CAPTION 01: Photo by Lynda Balslev for Tastefood

A nourishing soup is a welcome and restorative timeout during a busy week.

This warming soup brims with harvest vegetables and grains mingling in a tomato-based broth fortified with cheese. Butternut squash and leafy kale contribute a healthy dose of vitamins and antioxidants to the pot; their sweet earthiness balances the tomato's acidity. Farro, a nutty ancient grain, provides fiber and a boost of protein. (If desired, barley may be substituted for the farro.)

A hunk of a cheese rind is the surprise -- and key -- ingredient, which provides depth of flavor and body to the broth. That's right: The cheese rind will break down and infuse its essence into the broth while it simmers, providing lip-smacking umami flavor and thickening the soup.

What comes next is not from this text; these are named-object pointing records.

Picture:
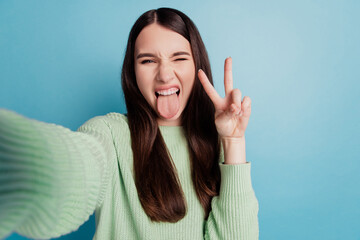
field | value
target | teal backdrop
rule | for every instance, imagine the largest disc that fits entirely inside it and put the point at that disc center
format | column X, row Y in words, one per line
column 299, row 62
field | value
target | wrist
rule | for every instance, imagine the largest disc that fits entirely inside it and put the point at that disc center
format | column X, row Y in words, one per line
column 234, row 150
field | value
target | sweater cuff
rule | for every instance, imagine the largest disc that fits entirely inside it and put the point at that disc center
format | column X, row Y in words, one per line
column 235, row 179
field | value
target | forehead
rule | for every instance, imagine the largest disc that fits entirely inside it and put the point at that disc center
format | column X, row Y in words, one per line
column 160, row 40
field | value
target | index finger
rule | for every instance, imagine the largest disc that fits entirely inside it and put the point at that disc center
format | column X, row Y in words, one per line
column 228, row 79
column 210, row 90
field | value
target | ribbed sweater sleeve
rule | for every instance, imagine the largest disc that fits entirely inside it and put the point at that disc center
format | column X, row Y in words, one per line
column 234, row 213
column 51, row 178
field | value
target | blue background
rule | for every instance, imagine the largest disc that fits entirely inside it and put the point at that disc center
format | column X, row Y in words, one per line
column 299, row 62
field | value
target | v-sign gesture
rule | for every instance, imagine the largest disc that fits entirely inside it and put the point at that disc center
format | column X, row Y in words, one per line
column 231, row 115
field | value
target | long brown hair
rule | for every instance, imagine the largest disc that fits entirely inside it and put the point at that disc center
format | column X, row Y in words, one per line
column 157, row 183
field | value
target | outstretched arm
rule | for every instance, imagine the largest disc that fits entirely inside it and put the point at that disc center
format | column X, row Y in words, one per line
column 234, row 212
column 51, row 178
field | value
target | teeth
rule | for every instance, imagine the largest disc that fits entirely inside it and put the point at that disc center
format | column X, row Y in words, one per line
column 168, row 91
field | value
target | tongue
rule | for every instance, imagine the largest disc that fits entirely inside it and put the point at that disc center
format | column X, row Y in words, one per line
column 168, row 106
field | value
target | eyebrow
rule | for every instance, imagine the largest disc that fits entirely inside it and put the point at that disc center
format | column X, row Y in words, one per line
column 141, row 55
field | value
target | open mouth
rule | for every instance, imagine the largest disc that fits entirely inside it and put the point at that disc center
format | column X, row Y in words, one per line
column 167, row 92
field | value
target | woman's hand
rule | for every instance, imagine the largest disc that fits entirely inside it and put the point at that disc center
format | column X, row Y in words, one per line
column 231, row 115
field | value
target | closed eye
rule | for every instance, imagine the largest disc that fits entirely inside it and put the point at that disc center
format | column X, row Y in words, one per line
column 181, row 59
column 147, row 61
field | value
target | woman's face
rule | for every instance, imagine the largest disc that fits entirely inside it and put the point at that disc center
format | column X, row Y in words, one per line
column 165, row 71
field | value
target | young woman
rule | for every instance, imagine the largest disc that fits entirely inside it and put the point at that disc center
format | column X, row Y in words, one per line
column 174, row 167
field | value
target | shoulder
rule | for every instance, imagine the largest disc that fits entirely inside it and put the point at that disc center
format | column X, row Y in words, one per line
column 109, row 121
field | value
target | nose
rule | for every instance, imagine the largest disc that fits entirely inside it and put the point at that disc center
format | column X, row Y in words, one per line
column 165, row 72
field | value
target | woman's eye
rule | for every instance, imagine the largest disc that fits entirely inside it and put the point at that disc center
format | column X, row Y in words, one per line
column 147, row 61
column 180, row 59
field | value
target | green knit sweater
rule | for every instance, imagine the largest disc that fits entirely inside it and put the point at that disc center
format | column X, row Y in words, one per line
column 52, row 179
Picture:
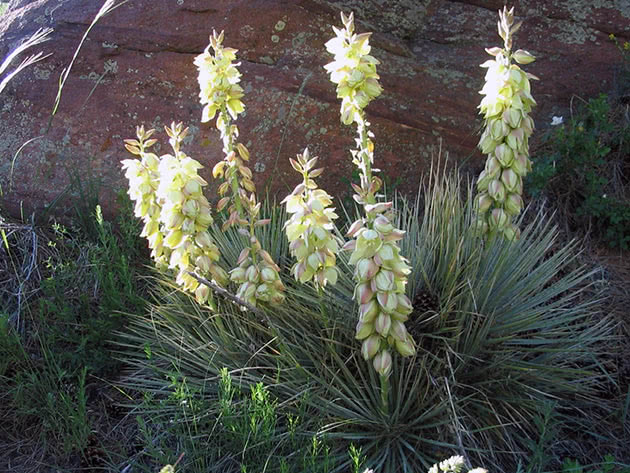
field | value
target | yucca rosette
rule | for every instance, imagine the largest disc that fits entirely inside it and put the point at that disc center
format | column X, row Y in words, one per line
column 506, row 106
column 309, row 229
column 353, row 70
column 143, row 177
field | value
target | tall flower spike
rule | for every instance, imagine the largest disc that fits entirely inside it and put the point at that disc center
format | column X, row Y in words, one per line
column 380, row 271
column 506, row 106
column 309, row 230
column 143, row 180
column 176, row 213
column 220, row 93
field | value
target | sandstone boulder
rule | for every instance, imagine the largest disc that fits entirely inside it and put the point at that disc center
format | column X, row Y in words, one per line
column 137, row 68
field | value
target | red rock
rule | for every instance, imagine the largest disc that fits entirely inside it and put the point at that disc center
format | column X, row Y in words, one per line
column 137, row 68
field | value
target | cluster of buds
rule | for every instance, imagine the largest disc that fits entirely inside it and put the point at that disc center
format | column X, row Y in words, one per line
column 177, row 213
column 508, row 126
column 220, row 93
column 218, row 80
column 143, row 178
column 309, row 229
column 380, row 271
column 381, row 275
column 257, row 274
column 353, row 70
column 454, row 464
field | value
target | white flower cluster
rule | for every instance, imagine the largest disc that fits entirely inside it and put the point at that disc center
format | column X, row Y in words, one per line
column 505, row 107
column 168, row 194
column 380, row 271
column 454, row 464
column 256, row 273
column 353, row 70
column 309, row 229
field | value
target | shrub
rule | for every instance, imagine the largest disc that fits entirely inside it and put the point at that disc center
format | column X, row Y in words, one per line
column 583, row 167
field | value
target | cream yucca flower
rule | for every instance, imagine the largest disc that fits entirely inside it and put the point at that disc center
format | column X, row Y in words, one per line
column 219, row 79
column 353, row 70
column 309, row 229
column 380, row 271
column 454, row 464
column 143, row 177
column 178, row 214
column 506, row 106
column 257, row 274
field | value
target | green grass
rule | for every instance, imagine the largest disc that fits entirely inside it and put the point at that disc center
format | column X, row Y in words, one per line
column 56, row 360
column 517, row 325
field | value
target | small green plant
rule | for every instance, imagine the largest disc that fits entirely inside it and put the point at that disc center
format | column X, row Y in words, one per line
column 583, row 167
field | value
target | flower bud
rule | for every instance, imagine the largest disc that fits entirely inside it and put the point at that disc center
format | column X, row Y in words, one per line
column 498, row 218
column 370, row 347
column 523, row 57
column 484, row 202
column 406, row 347
column 496, row 190
column 364, row 330
column 513, row 204
column 382, row 324
column 383, row 363
column 368, row 311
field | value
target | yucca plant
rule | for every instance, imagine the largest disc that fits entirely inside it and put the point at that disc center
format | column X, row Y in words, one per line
column 515, row 324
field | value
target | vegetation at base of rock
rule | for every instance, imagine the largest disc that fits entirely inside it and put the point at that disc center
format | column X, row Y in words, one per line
column 583, row 166
column 475, row 349
column 511, row 351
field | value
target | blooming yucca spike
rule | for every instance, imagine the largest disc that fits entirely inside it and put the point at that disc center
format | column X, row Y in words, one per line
column 309, row 229
column 508, row 126
column 169, row 198
column 380, row 271
column 220, row 93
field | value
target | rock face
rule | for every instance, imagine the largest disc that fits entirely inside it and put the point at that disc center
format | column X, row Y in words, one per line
column 137, row 68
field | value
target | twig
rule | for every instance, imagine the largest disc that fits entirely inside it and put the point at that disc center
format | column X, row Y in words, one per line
column 219, row 290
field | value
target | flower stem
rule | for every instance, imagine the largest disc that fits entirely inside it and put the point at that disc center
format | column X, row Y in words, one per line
column 384, row 394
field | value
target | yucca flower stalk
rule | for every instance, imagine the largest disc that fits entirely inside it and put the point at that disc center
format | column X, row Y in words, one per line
column 380, row 271
column 508, row 126
column 169, row 198
column 309, row 229
column 220, row 93
column 454, row 464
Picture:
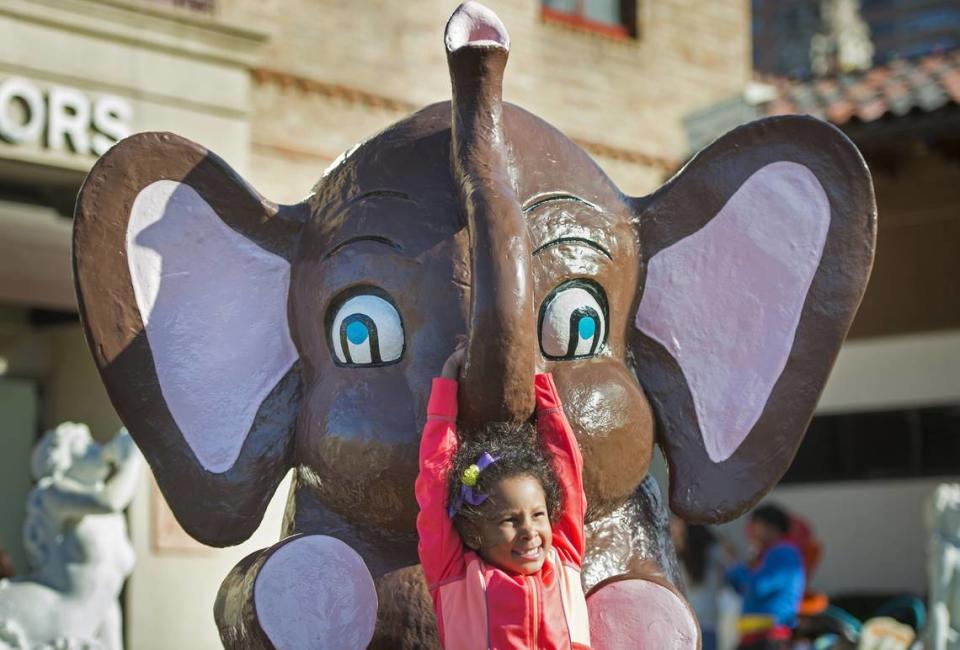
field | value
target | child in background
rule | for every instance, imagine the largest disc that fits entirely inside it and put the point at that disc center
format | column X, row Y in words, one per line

Harvest vegetable soup with farro

Active time: 45 minutes

Total time: 45 minutes

Yield: Serves four to six

1 tablespoon olive oil

1 medium yellow onion, chopped

1 small fennel bulb, halved lengthwise and thinly sliced crosswise

3 cloves garlic, finely chopped

1 cup semi-pearled farro

6 cups chicken stock or vegetable broth or more as needed

2 heaping cups diced butternut squash

1 (15-ounce) can Italian plum tomatoes with juice

1 (2- to 3-inch) chunk of rind of Parmigiano-Reggiano cheese

1 bay leaf

2 teaspoons dried thyme

1 teaspoon kosher salt, or to taste

½ teaspoon freshly ground black pepper

2 to 3 cups coarsely chopped curly green kale leaves with any tough ribs removed

Finely grated Parmigiano-Reggiano cheese

Heat the oil in a soup pot over medium heat. Add the onion and fennel and saute until softened without coloring, about three minutes. Add the garlic and saute until fragrant, about 15 seconds, then stir in the farro. Stir to coat and lightly toast the grains, about 30 seconds more.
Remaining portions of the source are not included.